Pakistani Interior Minister Chaudhry Nisar Ali Khan said the decision "has given pride to the whole of Pakistan." India's President Pranab Mukherjee said the prize recognized "the contributions of India's vibrant civil society in addressing complex social problems such as child labor."
By highlighting children's rights, the committee widened the scope of the peace prize, which in its early days was only given for efforts to end or prevent armed conflicts.
"In conflict-ridden areas in particular, the violation of children leads to the continuation of violence from generation to generation," the Nobel committee said.
Commentators around the world praised the decision to focus on children's rights.
"The biggest threat to the Taliban is a girl with a book," said Margot Wallstrom, Sweden's foreign minister and a former U.N. envoy on Sexual Violence in Conflict.
"The true winners today are the world's children," said U.N. Secretary-General Ban Ki-moon.
Raised in Pakistan's ruggedly beautiful, politically volatile Swat Valley, Malala was barely 11 years old when she began championing girls' education, speaking out in TV interviews. The Taliban had overrun her hometown of Mingora, terrorizing residents, threatening to blow up girls' schools, ordering teachers and students into all-encompassing burqas.
She was critically injured on Oct. 9, 2012, when a Taliban gunman boarded her school bus and shot her in the head. She survived through luck — the bullet did not enter her brain — and by the quick intervention of British doctors visiting Pakistan.
Flown to Britain for treatment at the Queen Elizabeth Hospital in Birmingham, she underwent numerous surgeries but made a strong recovery. Malala now lives with her father, mother and two brothers in Birmingham.
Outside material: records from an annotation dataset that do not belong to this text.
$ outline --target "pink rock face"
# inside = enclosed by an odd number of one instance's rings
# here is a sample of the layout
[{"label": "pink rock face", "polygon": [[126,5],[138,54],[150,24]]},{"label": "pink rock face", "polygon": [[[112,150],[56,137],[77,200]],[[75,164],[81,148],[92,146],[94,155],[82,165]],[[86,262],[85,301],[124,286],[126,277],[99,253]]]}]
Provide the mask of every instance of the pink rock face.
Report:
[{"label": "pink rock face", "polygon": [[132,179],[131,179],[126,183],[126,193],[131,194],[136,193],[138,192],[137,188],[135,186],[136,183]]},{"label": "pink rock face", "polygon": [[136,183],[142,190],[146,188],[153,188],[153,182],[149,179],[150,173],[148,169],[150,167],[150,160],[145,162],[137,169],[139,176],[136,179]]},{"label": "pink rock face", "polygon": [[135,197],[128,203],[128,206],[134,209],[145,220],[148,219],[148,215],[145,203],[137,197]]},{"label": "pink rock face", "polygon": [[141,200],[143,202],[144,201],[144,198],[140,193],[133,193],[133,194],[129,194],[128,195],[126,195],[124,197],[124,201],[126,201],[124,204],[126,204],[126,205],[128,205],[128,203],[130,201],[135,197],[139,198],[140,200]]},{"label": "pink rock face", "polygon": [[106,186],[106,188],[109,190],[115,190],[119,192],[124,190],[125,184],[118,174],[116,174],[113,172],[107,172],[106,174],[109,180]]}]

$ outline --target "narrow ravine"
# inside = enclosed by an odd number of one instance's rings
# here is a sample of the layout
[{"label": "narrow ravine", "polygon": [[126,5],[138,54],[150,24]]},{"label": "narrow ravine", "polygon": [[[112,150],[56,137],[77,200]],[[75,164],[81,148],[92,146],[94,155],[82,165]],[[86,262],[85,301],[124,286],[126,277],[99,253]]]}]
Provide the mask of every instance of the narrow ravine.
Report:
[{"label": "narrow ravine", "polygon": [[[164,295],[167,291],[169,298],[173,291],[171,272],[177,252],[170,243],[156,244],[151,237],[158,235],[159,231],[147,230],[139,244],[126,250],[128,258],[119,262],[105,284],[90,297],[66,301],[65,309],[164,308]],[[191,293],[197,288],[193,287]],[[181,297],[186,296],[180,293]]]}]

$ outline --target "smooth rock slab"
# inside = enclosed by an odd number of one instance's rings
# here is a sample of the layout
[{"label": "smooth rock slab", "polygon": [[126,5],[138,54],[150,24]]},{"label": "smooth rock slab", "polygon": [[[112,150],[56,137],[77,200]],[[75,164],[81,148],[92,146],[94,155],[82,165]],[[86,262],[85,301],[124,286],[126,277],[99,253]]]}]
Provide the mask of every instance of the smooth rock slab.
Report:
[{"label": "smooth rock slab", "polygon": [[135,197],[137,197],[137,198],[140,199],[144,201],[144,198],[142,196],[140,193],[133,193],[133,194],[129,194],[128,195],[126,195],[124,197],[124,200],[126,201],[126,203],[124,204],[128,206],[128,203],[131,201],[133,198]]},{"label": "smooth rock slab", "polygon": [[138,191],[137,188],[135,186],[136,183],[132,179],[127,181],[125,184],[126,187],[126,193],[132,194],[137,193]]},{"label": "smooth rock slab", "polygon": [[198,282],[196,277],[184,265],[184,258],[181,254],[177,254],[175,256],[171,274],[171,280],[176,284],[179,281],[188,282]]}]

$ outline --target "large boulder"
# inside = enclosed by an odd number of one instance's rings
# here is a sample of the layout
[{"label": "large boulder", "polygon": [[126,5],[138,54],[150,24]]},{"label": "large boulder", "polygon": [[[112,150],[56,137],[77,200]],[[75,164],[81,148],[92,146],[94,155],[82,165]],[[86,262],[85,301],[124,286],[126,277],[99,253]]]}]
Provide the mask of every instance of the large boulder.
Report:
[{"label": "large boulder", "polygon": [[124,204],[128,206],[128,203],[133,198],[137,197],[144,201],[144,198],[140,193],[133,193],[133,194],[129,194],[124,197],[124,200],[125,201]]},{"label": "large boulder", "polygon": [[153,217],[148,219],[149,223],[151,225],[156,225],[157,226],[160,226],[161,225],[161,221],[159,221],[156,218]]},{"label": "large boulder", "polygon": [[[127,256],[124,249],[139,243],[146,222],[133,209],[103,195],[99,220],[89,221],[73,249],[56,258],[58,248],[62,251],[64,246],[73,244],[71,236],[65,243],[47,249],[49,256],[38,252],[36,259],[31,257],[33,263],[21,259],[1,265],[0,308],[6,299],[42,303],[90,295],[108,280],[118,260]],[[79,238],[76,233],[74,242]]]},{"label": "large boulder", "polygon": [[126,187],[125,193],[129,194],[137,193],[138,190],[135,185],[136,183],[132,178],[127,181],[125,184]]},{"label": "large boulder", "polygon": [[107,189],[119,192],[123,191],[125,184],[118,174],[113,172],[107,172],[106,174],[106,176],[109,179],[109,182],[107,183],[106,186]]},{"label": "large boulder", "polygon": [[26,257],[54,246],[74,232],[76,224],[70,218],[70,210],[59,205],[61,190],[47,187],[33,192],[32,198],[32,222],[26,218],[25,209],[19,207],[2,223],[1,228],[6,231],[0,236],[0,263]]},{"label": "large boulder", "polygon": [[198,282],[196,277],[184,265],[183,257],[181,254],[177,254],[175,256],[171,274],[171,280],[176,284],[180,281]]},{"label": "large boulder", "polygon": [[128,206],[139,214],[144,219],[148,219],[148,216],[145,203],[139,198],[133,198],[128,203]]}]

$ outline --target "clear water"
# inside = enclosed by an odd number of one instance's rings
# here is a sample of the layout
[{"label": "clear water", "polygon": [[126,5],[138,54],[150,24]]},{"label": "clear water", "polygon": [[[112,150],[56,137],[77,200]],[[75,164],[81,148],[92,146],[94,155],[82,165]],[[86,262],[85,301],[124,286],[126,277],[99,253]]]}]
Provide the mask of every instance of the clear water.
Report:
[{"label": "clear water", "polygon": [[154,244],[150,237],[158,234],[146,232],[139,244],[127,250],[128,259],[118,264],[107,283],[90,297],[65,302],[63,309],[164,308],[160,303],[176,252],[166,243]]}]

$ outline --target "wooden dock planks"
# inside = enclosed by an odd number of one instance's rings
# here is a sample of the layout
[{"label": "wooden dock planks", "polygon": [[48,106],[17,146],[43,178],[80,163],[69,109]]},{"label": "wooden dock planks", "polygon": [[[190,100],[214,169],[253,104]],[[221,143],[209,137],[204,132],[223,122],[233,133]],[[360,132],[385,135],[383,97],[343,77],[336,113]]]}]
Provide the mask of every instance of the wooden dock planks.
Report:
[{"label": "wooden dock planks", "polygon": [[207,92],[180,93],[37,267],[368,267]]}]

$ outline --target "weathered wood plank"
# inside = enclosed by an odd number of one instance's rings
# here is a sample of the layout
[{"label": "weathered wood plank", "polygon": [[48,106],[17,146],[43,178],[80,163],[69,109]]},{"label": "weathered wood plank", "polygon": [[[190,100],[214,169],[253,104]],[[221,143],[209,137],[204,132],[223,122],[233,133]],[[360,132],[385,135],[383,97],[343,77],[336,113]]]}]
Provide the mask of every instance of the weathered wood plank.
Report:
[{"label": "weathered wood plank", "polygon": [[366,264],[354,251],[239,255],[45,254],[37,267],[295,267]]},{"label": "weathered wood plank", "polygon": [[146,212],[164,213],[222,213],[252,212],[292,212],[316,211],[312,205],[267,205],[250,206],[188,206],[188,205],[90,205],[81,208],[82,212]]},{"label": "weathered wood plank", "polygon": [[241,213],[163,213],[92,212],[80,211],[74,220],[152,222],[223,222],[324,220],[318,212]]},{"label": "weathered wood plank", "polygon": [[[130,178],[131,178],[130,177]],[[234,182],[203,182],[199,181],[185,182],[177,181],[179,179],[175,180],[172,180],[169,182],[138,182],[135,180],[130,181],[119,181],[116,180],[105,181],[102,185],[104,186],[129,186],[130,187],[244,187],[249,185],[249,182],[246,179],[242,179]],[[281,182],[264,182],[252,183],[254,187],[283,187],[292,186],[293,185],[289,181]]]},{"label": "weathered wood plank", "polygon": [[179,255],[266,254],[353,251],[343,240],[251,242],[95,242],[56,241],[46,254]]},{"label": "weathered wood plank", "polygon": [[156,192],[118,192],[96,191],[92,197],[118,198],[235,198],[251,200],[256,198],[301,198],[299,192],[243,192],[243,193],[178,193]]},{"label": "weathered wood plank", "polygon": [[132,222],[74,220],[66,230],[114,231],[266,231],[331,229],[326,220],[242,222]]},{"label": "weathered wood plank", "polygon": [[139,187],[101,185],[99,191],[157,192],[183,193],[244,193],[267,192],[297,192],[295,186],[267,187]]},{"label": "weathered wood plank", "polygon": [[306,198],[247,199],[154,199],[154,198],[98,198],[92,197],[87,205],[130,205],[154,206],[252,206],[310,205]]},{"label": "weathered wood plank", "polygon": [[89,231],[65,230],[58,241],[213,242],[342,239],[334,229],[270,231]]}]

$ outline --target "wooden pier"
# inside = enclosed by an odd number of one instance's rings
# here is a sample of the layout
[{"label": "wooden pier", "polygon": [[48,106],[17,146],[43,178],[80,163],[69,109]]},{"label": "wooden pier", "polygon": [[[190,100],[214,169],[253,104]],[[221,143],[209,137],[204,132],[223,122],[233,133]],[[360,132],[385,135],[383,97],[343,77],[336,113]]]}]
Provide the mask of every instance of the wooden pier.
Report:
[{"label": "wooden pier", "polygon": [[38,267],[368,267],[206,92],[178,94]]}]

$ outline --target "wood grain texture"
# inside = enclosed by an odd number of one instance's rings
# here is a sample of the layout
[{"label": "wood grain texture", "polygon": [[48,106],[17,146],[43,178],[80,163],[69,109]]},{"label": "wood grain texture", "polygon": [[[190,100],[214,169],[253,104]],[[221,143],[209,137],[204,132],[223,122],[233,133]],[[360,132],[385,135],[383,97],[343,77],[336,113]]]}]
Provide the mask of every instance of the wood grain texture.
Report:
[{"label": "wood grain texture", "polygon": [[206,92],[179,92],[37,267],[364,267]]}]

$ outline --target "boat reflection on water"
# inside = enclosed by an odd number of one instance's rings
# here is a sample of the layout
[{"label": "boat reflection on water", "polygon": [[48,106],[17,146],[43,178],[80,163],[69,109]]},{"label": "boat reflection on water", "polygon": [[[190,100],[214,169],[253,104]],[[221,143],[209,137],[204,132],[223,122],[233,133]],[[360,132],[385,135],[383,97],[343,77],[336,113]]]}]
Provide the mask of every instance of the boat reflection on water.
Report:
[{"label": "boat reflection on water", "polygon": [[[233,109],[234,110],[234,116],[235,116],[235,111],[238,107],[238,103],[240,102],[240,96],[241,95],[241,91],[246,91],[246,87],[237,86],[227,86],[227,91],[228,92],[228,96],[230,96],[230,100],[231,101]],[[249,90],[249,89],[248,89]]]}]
She has been showered with human rights prizes, including the European Parliament's Sakharov Award.
Yet her memoir, "I Am Malala," published last year, reminded the world that she was still just a teenager — one who likes TV shows such as "Ugly Betty" and the cooking show "MasterChef," who worries about her clothes and her hair and wishes she was taller.
The Nobel committee said Satyarthi was carrying on the tradition of another great Indian, Mahatma Gandhi, who remains the most notable omission in the 113-year history of the Nobel Peace Prize.
"Showing great personal courage, Kailash Satyarthi, maintaining Gandhi's tradition, has headed various forms of protests and demonstrations, all peaceful, focusing on the grave exploitation of children for financial gain," the committee said.
A.N.S. Ahmed, a well-known sociologist in India, said the award should prod the Indian government to do more in a country where a large number of children must support their families by engaging in dangerous jobs.
"The award will have a deep impact not just on the Indian government, but also on the civil society, to work with passion and improve the condition of children by enforcing their rights," he said.
The founder of the Nobel Prizes, Swedish industrialist Alfred Nobel, said the prize should go to "the person who shall have done the most or the best work for fraternity between nations, for the abolition or reduction of standing armies and for the holding and promotion of peace congresses."
The committee has interpreted those instructions differently over time, widening the concept of peace work to include efforts to improve human rights, fight poverty and clean up the environment.
The Nobel Prizes in medicine, chemistry, physics and literature were announced earlier this week. The economics award will be announced on Monday.
All awards will be handed out on Dec. 10, the anniversary of Nobel's death in 1896.